Estimating the DiD model and checking whether a significant effect is detected.
Interpretation:
If a placebo effect appears (i.e., the estimated treatment effect is significant), it suggests that even among control groups, systematic differences exist over time.
However, this result is not necessarily disqualifying. Some methods, such as Synthetic Control, explicitly model such differences while maintaining credibility.

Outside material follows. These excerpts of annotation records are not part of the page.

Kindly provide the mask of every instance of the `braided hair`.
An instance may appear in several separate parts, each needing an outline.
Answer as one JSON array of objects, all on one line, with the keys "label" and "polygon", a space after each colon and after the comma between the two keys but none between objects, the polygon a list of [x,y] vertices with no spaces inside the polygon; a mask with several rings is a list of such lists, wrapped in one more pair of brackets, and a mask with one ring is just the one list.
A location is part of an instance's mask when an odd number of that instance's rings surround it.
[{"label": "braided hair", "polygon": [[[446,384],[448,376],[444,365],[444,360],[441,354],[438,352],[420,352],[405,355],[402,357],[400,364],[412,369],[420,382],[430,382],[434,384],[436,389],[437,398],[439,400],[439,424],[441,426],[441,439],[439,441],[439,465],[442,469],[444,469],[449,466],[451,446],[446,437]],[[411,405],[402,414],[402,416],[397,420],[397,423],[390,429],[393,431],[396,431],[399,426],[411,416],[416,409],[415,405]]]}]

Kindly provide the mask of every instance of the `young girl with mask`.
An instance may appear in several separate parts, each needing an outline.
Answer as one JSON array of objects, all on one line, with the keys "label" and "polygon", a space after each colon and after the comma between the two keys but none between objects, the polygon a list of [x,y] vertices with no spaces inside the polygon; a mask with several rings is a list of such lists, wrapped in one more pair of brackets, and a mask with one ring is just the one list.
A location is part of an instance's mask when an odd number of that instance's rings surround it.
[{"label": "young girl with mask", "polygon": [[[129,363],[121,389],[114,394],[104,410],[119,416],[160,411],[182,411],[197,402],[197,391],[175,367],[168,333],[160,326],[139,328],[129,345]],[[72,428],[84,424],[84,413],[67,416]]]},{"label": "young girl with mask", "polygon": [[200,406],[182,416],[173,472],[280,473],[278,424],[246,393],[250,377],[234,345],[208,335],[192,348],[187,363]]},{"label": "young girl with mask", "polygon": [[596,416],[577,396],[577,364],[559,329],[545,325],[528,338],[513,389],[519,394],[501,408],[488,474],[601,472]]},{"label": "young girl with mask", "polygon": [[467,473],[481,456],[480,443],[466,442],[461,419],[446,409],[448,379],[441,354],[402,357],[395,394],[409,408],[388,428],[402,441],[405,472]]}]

# Load necessary libraries
library(tidyverse)
library(fixest)
library(ggplot2)
library(causaldata)
# Load the dataset
od <- causaldata::organ_donations %>%
# Use only pre-treatment data
dplyr::filter(Quarter_Num <= 3) %>%
# Create fake (placebo) treatment variables
dplyr::mutate(
FakeTreat1 = as.integer(State == 'California' &
Quarter %in% c('Q12011', 'Q22011')),
FakeTreat2 = as.integer(State == 'California' &
Quarter == 'Q22011')
)
# Estimate the placebo effects using fixed effects regression
clfe1 <- fixest::feols(Rate ~ FakeTreat1 | State + Quarter, data = od)
clfe2 <- fixest::feols(Rate ~ FakeTreat2 | State + Quarter, data = od)
# Display the regression results
fixest::etable(clfe1, clfe2)
#> clfe1 clfe2
#> Dependent Var.: Rate Rate
#>
#> FakeTreat1 0.0061 (0.0051)
#> FakeTreat2 -0.0017 (0.0028)
#> Fixed-Effects: --------------- ----------------
#> State Yes Yes
#> Quarter Yes Yes
#> _______________ _______________ ________________
#> S.E.: Clustered by: State by: State
#> Observations 81 81
#> R2 0.99377 0.99376
#> Within R2 0.00192 0.00015
#> ---
#> Signif. codes: 0 '***' 0.001 '**' 0.01 '*' 0.05 '.' 0.1 ' ' 1
# Extract coefficients and confidence intervals
coef_df <- tibble(
Model = c("FakeTreat1", "FakeTreat2"),
Estimate = c(coef(clfe1)["FakeTreat1"], coef(clfe2)["FakeTreat2"]),
SE = c(summary(clfe1)$coeftable["FakeTreat1", "Std. Error"],
summary(clfe2)$coeftable["FakeTreat2", "Std. Error"]),
Lower = Estimate - 1.96 * SE,
Upper = Estimate + 1.96 * SE
)
# Plot the placebo effects
ggplot(coef_df, aes(x = Model, y = Estimate)) +
geom_point(size = 3, color = "blue") +
geom_errorbar(aes(ymin = Lower, ymax = Upper), width = 0.2, color = "blue") +
geom_hline(yintercept = 0, linetype = "dashed", color = "red") +
theme_minimal() +
labs(
title = "Placebo Treatment Effects",
y = "Estimated Effect on Organ Donation Rate",
x = "Placebo Treatment"
)
We would like the “supposed” DiD to be insignificant.